Checkpoint Indicates the location where logs can be cleared. It indicates the location where data has been written to the database file. It indicates the location where the redo logs start during Crash Recovery.

Crash Recovery

Crash Recovery is also called Crash-Safe. The capability of Crash-Safe ensures that committed records are not lost even if the database restarts unexpectedly.

There are many reasons for an abnormal termination of a database system, usually because the database service process has been forcibly terminated. Possible situations include: OOM Killer termination (Out Of Memory Killer) when Memory is insufficient, OS crash, server shutdown, server restart, server hardware failure, etc.

The Crash Recovery mechanism ensures that the database can be recovered to a consistent state when the database system (service running) is terminated abnormally. Fault recovery/disaster recovery/exception recovery, is to do, as long as the hard disk data and logs are not lost, the database will not lose data, this is the design goal of the database system.

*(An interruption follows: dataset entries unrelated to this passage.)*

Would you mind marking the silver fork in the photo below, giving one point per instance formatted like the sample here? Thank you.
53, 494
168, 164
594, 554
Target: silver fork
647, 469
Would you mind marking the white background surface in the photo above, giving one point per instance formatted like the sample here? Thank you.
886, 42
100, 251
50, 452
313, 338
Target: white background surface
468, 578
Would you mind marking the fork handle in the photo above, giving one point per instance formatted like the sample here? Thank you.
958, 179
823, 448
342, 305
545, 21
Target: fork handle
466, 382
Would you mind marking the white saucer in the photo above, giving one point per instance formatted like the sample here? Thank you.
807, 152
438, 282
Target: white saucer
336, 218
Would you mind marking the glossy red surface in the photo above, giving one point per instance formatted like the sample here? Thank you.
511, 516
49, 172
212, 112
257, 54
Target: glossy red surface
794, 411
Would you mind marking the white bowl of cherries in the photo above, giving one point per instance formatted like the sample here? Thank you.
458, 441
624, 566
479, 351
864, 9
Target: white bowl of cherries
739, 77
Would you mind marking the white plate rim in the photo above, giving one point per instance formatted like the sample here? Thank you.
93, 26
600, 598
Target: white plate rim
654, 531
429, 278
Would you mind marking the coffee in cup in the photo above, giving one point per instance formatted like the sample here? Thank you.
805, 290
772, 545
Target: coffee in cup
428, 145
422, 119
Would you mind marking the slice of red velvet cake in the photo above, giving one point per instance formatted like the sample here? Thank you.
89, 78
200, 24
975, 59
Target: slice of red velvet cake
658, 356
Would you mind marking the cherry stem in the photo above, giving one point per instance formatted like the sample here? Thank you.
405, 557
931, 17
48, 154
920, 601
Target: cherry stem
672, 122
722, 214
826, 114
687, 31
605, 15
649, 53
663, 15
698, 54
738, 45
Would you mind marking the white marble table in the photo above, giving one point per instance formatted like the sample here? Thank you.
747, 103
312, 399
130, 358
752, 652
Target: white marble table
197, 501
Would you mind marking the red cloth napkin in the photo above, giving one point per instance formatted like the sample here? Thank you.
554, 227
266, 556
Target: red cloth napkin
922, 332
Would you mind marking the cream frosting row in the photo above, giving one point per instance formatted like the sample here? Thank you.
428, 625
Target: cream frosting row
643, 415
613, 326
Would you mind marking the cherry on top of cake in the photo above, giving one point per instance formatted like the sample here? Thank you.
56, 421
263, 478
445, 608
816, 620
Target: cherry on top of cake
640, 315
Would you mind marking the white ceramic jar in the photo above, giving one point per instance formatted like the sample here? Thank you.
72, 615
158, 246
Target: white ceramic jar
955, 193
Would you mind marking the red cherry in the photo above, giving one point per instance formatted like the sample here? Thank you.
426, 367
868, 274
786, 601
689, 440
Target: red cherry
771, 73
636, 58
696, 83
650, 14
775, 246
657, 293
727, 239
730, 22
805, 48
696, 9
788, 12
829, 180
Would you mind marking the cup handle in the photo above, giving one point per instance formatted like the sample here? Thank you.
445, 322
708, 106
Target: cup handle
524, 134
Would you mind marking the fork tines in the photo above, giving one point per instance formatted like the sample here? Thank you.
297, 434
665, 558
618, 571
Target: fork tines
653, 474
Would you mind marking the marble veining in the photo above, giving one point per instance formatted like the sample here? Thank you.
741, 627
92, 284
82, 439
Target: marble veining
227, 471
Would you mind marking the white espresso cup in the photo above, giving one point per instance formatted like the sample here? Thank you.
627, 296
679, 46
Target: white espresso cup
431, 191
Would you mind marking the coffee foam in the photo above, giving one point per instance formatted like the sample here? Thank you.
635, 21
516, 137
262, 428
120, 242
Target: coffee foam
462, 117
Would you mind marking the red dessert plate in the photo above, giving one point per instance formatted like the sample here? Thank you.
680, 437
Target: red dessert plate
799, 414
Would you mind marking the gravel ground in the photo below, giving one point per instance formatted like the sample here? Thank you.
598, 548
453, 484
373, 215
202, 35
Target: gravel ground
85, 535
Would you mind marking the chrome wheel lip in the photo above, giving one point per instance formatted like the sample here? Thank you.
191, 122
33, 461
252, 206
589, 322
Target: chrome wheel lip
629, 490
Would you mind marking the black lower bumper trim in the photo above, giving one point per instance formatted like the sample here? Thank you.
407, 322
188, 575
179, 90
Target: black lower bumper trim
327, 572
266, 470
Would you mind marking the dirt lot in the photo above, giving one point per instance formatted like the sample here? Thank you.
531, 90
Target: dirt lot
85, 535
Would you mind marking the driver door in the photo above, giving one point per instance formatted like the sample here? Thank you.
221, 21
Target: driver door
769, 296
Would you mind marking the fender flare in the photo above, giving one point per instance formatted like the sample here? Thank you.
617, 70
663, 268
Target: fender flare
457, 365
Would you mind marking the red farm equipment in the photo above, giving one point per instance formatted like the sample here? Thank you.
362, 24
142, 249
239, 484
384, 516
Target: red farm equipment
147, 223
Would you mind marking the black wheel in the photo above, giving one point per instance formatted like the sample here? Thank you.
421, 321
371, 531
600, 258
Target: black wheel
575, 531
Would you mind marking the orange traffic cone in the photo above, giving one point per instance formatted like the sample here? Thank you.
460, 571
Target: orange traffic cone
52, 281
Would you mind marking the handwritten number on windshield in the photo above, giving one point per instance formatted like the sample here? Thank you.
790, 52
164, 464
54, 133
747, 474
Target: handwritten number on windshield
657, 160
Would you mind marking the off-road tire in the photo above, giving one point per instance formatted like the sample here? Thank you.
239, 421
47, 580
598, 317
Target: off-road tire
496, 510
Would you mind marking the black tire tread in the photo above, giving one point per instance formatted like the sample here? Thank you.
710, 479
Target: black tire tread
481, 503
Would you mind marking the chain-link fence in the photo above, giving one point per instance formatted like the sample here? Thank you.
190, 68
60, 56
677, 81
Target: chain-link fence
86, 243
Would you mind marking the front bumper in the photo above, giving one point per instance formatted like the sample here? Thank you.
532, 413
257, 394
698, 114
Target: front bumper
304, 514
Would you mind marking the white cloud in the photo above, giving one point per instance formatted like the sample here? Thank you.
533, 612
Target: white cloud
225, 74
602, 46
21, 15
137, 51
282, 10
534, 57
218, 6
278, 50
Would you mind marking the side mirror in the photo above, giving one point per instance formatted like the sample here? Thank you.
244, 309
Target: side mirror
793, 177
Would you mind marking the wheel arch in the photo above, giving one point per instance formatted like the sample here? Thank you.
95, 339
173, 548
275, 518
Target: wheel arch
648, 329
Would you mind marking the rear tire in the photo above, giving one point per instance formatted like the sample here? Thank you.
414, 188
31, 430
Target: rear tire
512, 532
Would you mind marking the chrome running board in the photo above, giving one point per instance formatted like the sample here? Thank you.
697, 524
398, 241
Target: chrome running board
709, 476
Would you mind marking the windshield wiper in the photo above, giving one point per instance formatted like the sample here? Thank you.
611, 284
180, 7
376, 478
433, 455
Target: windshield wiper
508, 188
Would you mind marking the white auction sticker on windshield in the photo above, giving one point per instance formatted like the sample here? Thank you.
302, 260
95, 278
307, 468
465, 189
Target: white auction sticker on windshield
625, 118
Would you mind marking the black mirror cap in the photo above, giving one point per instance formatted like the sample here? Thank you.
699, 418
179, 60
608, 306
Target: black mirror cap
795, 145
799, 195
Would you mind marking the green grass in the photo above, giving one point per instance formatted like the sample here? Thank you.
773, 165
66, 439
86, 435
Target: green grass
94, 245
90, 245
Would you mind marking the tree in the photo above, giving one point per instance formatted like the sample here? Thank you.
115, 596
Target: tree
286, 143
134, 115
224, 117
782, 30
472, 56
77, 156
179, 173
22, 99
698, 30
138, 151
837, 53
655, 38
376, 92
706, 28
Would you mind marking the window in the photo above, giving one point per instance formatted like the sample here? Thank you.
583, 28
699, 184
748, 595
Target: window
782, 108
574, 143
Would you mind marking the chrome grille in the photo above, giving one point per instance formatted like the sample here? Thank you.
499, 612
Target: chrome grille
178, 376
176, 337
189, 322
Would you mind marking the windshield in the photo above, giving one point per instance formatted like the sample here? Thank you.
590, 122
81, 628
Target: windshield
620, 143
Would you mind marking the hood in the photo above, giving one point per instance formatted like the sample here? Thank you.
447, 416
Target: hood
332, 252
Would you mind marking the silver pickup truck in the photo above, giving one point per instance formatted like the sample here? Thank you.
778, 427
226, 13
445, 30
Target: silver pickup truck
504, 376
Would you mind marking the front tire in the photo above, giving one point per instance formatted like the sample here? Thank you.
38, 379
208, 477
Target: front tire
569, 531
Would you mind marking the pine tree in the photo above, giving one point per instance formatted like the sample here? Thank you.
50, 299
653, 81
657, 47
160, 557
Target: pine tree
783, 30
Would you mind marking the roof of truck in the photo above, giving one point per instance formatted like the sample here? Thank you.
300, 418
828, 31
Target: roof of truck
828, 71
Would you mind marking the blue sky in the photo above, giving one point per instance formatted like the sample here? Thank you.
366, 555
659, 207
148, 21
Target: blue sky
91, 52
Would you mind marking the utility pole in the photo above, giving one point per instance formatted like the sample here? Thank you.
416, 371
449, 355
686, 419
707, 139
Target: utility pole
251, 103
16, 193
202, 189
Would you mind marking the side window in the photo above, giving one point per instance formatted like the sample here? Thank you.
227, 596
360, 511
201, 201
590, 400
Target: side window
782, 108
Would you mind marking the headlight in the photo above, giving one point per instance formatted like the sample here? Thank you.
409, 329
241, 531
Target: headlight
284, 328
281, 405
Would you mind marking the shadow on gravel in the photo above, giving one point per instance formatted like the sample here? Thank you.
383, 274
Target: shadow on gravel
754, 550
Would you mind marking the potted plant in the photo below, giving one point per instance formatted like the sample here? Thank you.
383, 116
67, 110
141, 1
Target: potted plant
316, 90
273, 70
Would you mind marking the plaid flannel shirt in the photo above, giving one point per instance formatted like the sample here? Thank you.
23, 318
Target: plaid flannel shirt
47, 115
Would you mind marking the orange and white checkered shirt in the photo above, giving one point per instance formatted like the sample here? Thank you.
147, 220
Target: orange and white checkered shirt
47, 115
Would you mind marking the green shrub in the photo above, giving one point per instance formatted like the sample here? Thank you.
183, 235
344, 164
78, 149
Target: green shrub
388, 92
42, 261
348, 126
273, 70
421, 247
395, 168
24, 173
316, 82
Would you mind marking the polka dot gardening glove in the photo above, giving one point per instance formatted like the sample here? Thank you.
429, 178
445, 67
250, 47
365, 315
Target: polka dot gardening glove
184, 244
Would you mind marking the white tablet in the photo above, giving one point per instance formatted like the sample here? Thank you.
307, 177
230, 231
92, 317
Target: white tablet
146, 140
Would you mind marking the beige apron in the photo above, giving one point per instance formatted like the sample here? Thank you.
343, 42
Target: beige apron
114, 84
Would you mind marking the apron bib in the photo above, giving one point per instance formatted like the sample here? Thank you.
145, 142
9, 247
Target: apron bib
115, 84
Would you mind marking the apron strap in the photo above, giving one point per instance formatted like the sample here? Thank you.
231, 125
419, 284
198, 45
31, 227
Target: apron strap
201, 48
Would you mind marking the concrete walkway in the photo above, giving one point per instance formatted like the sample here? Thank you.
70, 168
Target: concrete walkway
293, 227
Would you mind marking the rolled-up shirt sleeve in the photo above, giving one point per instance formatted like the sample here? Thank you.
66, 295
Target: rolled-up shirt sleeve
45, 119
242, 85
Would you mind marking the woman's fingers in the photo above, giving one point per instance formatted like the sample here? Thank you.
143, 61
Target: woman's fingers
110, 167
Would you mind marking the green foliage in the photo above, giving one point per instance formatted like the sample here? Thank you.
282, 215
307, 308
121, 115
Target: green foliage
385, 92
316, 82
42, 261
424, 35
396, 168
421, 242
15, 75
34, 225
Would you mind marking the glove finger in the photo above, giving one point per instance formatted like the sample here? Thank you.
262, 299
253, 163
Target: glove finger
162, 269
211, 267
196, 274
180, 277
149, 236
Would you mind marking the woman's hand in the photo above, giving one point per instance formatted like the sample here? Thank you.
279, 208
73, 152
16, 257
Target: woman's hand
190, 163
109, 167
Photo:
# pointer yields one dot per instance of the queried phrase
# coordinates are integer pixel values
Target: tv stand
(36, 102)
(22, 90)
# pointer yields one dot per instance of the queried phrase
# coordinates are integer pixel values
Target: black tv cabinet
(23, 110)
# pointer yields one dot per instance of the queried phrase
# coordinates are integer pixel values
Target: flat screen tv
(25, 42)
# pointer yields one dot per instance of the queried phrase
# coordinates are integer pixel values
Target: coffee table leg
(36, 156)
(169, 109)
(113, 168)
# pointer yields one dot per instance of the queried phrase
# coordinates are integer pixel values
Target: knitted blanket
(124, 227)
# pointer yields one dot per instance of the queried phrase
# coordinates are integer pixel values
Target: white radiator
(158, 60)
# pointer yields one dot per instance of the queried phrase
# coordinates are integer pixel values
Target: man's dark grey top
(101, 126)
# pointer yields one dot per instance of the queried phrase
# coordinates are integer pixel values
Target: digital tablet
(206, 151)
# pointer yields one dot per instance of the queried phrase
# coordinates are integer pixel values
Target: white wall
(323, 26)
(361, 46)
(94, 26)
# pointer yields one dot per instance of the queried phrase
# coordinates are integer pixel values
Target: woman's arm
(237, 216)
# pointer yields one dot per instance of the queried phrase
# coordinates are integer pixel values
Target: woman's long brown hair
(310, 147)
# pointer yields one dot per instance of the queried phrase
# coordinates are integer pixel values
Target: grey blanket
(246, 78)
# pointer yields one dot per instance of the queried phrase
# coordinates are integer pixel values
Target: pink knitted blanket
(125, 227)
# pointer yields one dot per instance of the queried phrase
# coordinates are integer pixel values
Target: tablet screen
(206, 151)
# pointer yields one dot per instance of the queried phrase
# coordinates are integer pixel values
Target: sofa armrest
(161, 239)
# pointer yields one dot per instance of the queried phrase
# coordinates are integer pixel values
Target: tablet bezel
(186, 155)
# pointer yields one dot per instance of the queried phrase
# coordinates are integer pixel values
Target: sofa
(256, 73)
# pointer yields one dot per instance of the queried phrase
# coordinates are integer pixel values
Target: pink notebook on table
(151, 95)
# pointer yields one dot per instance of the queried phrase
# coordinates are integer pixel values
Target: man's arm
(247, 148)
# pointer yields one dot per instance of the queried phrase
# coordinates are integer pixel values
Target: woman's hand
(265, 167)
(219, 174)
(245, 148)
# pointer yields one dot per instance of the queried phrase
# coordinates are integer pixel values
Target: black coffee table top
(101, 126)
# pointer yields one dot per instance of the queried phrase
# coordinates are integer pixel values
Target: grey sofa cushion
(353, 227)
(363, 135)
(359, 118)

The meanings of no data loss are as follows:

  • The database instance or service can be started again.
  • After the database is restarted, committed transactions still exist.
  • When the database is in a consistent state, there is no data disorder.

Crash Recovery usually requires multiple files and operations to work together. For example, MySQL may use redolog, undolog, binlog, data files, etc. PostgreSQL may use WAL log files, control files (such as Checkpoint information), transaction status files, and data files.

Database integrity

Database integrity constraint is an important way to ensure transaction consistency. The modification and operation of the database can meet certain constraints and ensure the stability of the database state.

More on this in the Introduction to Database integrity section.